This article appeared in The Daily Telegraph and online in the Electronic Telegraph <URL:http://www.telegraph.co.uk/>, at the bottom of the UK news section.
15 November 1996
Headline: Lifeguards flounder in the bay
Story: SATURDAY afternoons may never be the same again for the millions of male fans of Baywatch. The television series that has provided a little light teatime lechery for young and older males after the football results on ITV for the past six years is being ditched mid-series after this Saturday's episode.
It will return, says ITV, but the company cannot say exactly when. At first glance, ITV's decision to pull the next five episodes might seem extraordinary. Baywatch and its principal star Pamela Anderson have achieved a certain notoriety in six years on the screen.
They have been discussed in Parliament and fallen foul of an EU directive. Miss Anderson has become the unchallenged Number One sex goddess of the 1990s, in the mould of Jayne Mansfield and Raquel Welch.
She has become public property, denounced by feminists and fawned over by the likes of Richard Branson - who designed Virgin's latest cola bottle in the shape of her curves and even starred alongside her in one episode. Her image has been pinned up in a thousand garage workshops, and Baywatch has been banned (during the month of Ramadan) in Indonesia.
Across the nation, or so one would suppose, many houses fall silent at 5.20pm on Saturdays as those of a laddish disposition settle down to watch the opening shots of each episode: for 50 seconds as the credits roll, Pamela, her leading male co-star David Hasselhof and the other bronzed members of the "Los Angeles County Lifeguards" run down Venice Beach in their red swimsuits in slow motion, their collective pneumatic parts bouncing along in time to the opening music.
What follows is invariably trash - a variant of just one story in which a drowning boater/swimmer/surfer is rescued. But it has proved compulsive trash in this country and beyond. Baywatch's producers claim the series has become the biggest-ever television success story with each episode seen by one billion viewers in 142 countries, including even Mongolia, which has no coastline.
Last year, a study of newspapers worldwide discovered that Ms Anderson, born 28 years ago in British Columbia, scored more column inches than any other Canadian. Indeed, she received more column inches than Canada itself.
Each Saturday afternoon, dressed up as a children's programme, Baywatch sells an all-American fantasy of beautiful bodies and the great outdoors. However, while Baywatch and Pamela Anderson - a Playboy cover girl for a record six times - have gradually been entering the national language, so viewers in Britain have slowly but surely turned off.

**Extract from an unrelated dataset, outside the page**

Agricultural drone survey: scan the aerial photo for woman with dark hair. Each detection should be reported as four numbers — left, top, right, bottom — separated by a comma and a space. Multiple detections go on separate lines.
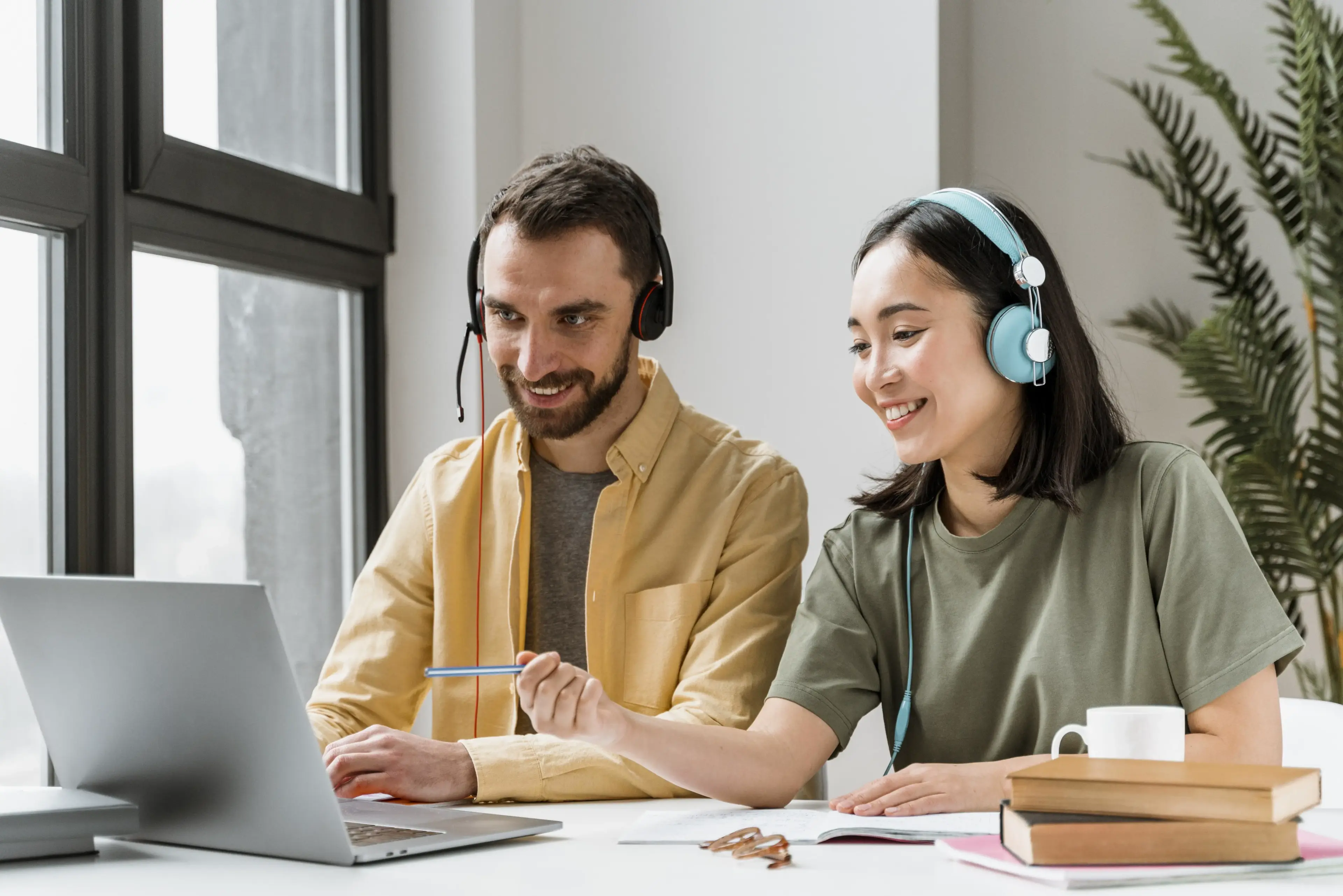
505, 191, 1301, 816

Baywatch is being pushed off the screen by ITV because they fear losing Saturday teatime viewers in their droves to BBC1 which will be showing The Simpsons, the cult American cartoon series, from Nov 23. Though The Simpsons has already been shown in this country on BSkyB, the BBC has bought more than 60 episodes to show at 5.30pm, against Baywatch.

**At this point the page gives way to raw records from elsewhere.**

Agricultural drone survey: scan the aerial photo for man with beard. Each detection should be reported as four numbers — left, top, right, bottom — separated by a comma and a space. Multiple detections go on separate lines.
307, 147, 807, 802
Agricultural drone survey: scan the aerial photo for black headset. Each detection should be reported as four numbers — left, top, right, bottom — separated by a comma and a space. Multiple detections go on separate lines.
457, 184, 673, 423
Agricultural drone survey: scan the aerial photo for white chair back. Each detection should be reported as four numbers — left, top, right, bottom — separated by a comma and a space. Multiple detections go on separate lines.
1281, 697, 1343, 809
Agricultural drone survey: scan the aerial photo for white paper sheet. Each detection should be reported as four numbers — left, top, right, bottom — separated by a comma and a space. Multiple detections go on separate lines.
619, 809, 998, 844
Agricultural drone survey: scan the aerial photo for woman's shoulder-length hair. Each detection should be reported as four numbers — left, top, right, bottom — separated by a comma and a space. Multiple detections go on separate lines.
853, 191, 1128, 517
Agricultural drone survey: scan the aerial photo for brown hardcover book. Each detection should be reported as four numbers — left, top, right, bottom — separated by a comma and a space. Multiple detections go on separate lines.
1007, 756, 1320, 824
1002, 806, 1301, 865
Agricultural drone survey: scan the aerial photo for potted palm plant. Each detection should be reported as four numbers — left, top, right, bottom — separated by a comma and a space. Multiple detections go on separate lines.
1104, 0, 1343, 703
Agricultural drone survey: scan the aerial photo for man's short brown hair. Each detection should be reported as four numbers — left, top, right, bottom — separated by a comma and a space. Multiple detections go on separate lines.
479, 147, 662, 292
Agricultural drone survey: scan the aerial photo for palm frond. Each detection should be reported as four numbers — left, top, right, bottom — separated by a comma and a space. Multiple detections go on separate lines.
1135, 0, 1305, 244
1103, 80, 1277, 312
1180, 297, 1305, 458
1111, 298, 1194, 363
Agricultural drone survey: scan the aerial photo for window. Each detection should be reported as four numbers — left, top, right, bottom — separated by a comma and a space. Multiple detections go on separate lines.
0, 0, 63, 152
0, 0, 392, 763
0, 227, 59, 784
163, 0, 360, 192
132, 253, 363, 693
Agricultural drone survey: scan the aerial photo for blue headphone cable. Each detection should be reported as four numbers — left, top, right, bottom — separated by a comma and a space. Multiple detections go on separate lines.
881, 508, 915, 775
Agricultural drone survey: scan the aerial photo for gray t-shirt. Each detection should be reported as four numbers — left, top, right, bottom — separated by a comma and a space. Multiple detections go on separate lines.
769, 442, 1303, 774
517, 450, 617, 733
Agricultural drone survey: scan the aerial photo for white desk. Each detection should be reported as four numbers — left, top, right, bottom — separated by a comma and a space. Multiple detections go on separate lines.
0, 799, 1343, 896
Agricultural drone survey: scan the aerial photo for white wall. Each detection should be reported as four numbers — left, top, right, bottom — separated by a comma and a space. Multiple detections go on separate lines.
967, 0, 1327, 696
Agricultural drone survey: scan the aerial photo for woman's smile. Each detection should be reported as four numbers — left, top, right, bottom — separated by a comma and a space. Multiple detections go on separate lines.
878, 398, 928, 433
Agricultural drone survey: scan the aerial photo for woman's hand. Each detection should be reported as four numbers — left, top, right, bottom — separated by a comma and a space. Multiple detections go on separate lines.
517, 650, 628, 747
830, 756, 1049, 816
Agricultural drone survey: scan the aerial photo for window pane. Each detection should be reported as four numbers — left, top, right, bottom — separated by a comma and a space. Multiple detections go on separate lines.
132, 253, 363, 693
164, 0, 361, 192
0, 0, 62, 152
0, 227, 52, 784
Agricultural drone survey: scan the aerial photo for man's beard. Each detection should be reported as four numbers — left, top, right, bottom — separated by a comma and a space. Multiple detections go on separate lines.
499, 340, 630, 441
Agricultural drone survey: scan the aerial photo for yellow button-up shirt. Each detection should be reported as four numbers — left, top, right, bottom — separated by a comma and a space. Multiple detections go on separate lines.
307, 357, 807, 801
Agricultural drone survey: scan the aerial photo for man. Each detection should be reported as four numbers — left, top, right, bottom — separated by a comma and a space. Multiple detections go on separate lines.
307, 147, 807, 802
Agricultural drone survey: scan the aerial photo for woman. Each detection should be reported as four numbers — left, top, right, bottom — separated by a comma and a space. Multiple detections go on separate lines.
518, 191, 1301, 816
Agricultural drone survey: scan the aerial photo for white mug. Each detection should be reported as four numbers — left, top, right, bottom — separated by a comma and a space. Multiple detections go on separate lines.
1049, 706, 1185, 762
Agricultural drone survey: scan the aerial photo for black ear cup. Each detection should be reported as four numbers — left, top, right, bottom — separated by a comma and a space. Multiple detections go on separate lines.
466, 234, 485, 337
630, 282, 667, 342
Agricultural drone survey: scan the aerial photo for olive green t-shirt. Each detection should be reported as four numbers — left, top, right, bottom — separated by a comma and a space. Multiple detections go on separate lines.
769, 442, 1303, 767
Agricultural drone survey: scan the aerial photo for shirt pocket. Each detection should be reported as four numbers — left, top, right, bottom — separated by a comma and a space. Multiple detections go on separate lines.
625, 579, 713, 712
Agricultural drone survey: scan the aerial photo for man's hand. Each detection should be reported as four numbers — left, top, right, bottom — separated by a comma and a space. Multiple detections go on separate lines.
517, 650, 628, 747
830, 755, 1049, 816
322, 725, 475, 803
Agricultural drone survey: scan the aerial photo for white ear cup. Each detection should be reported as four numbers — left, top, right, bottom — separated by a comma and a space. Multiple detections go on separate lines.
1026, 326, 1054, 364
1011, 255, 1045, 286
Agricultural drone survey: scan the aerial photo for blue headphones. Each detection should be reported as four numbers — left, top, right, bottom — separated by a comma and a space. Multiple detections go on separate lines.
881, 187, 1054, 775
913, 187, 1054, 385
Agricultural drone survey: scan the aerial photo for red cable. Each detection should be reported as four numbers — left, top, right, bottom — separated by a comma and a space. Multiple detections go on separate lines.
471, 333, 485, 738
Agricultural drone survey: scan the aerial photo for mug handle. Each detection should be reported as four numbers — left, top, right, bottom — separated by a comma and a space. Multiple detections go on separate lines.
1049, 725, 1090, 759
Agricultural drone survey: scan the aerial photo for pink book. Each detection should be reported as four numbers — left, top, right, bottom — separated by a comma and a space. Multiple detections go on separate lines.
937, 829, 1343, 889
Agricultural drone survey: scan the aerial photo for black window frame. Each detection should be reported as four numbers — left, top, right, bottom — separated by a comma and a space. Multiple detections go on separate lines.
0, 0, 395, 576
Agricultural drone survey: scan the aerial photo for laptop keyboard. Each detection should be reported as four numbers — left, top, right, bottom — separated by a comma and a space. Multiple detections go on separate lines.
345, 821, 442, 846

The reaction at ITV has been like a small earthquake. Although the company offered a number of explanations yesterday for suspending the last five episodes in the current series, a senior executive finally admitted that they were scared of The Simpsons.

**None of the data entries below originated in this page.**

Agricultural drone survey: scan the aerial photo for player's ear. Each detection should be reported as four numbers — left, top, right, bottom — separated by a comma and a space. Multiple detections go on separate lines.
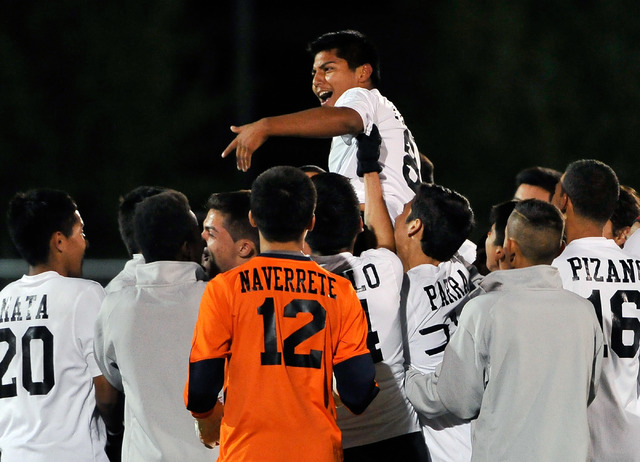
249, 210, 258, 228
306, 214, 316, 231
356, 63, 373, 83
503, 238, 520, 268
49, 231, 67, 253
407, 218, 422, 237
613, 226, 631, 246
236, 239, 258, 258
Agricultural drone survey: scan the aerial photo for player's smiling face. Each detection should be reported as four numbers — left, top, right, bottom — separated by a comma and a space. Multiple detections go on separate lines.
202, 209, 236, 271
311, 50, 360, 107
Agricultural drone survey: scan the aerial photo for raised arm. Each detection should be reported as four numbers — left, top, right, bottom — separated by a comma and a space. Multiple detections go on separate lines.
222, 107, 364, 172
357, 125, 396, 252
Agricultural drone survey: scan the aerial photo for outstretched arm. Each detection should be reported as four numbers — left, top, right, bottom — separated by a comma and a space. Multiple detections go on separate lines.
222, 107, 364, 172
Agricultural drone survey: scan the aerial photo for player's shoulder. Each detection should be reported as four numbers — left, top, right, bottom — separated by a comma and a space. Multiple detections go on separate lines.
360, 247, 404, 277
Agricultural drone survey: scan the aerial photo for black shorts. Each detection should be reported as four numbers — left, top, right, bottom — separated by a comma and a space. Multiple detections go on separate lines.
344, 431, 430, 462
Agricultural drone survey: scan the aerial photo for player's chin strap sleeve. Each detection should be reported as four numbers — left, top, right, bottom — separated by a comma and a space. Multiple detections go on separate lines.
333, 353, 380, 414
186, 358, 225, 419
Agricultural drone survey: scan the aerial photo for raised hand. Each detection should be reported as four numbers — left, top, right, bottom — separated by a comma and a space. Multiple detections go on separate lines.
222, 119, 269, 172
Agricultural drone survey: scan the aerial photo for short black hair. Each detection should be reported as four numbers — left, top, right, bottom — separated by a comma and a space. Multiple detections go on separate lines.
207, 189, 260, 248
507, 199, 564, 265
611, 185, 640, 236
307, 30, 380, 87
251, 166, 316, 242
133, 190, 198, 263
489, 199, 518, 247
561, 159, 620, 226
118, 186, 167, 256
306, 173, 360, 255
516, 166, 562, 198
298, 165, 327, 173
7, 189, 78, 266
407, 183, 474, 261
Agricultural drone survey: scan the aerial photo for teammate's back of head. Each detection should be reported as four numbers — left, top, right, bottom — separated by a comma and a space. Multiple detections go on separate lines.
506, 199, 564, 265
306, 173, 362, 255
307, 30, 380, 86
514, 166, 562, 202
207, 189, 260, 249
604, 185, 640, 245
133, 190, 204, 263
118, 186, 167, 256
7, 189, 78, 266
251, 166, 316, 242
560, 159, 620, 226
407, 183, 474, 261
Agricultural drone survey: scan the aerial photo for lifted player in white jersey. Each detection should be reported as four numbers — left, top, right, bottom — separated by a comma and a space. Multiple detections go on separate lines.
395, 184, 473, 461
0, 190, 121, 462
222, 30, 421, 220
306, 131, 428, 462
553, 159, 640, 461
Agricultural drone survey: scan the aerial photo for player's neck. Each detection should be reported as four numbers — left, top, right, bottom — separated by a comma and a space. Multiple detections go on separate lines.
565, 215, 604, 244
402, 251, 442, 273
27, 263, 66, 276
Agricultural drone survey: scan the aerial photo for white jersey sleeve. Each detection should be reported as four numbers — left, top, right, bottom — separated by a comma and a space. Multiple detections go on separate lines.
329, 88, 422, 220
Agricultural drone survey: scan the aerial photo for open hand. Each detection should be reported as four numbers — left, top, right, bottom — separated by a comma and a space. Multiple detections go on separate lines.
222, 119, 269, 172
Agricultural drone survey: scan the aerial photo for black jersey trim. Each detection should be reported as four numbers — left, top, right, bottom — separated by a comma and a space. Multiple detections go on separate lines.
258, 252, 313, 261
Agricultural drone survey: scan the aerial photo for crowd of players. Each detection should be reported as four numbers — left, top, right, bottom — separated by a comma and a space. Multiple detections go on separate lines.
0, 31, 640, 461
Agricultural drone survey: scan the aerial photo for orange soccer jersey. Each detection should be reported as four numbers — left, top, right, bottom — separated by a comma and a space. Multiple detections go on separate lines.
185, 254, 368, 462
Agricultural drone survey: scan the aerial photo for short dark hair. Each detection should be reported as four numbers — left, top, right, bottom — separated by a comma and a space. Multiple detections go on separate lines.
561, 159, 620, 226
611, 185, 640, 236
298, 164, 327, 173
7, 189, 78, 266
507, 199, 564, 264
306, 173, 360, 255
251, 166, 316, 242
207, 189, 260, 248
307, 30, 380, 87
118, 186, 167, 255
407, 183, 473, 261
489, 199, 518, 247
516, 166, 562, 198
133, 190, 198, 263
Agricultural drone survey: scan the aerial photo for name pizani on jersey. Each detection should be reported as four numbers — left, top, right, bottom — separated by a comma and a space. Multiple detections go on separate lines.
567, 257, 640, 282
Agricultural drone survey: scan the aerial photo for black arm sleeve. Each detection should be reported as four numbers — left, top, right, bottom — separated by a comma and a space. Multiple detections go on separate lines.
187, 358, 225, 414
333, 353, 380, 414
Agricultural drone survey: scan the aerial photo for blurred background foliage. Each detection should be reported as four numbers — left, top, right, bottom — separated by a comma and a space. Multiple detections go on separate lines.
0, 0, 640, 258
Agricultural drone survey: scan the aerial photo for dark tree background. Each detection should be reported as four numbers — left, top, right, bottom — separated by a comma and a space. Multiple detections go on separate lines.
0, 0, 640, 266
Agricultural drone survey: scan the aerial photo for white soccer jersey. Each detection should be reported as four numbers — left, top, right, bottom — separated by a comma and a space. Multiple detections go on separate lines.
0, 271, 108, 462
329, 88, 421, 221
401, 257, 471, 462
553, 237, 640, 460
622, 230, 640, 258
313, 249, 420, 448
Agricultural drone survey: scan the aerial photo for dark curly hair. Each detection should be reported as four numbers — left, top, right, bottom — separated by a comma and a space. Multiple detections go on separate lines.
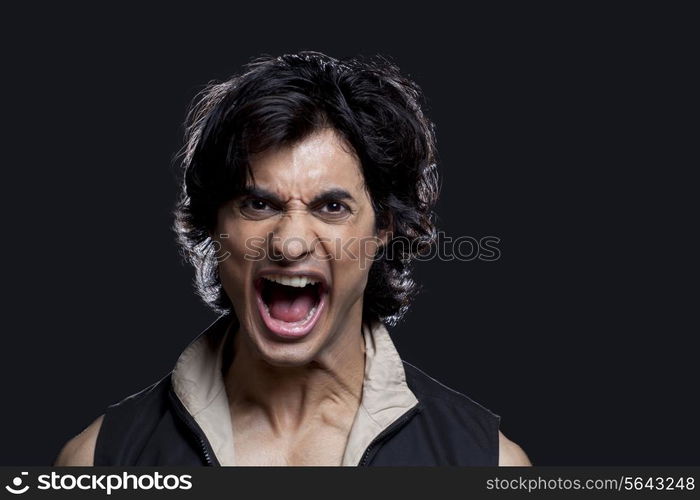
173, 51, 439, 325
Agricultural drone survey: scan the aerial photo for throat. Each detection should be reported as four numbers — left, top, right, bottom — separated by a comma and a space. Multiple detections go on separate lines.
263, 283, 318, 323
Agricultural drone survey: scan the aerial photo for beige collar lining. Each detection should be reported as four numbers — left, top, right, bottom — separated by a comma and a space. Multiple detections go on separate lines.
172, 316, 418, 466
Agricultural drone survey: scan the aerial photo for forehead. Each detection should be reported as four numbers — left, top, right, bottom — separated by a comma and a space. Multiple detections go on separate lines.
250, 128, 364, 198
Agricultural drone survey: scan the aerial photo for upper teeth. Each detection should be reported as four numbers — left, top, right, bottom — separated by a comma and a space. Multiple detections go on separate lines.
263, 274, 318, 288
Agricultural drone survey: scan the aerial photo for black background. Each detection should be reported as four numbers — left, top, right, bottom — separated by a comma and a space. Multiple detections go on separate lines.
0, 2, 700, 465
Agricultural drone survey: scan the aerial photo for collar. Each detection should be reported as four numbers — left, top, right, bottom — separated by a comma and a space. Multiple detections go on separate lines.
172, 314, 418, 466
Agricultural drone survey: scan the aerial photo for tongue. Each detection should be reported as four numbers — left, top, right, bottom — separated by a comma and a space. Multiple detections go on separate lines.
268, 285, 316, 323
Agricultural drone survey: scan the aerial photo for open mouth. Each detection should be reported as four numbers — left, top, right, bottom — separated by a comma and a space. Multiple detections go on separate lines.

From Nov 23, ITV will replace Baywatch with the hugely successful American children's series Sabrina The Teenage Witch, about a young girl who discovers she has magical powers when she reaches her 16th birthday. It is quite an irony. Ms Anderson has been chased off British screens by The Simpsons, the ultimate dysfunctional, badly-behaved, nightmare American family led by anti-hero Bart Simpson.
What happened to Baywatch, now in its seventh series in this country? For all its sex appeal, perhaps viewers have seen through its candyfloss vacuity after all. Three years ago, British episodes were attracting up to 10 million viewers. Last year, this had fallen to seven million. This year it is six million. Blind Date, which shows 90 minutes later on ITV, has been drawing 13 to 14 million viewers.
Liam Hamilton, director of broadcasting at London Weekend Television, one the companies that bailed out Baywatch when it almost hit the financial rocks six years ago, explained yesterday that ITV had decided to bring Sabrina, scheduled to start near Christmas, forward by five weeks to fight the BBC head-on.
"It was a difficult decision," he said. "Baywatch on its own is not going to be able to hold off The Simpsons. We had to decide whether we could afford to let The Simpsons establish itself or to go in right at the start on an equal head-to-head basis with Sabrina."
Baywatch fans will have to await the outcome of that battle - probably until Easter at the earliest - before ITV will decide when it should resume. "Baywatch will return. I'd be absolutely stunned if it doesn't," said Mr Hamilton. "It would have to take not one but several more successful shows to bounce it off altogether."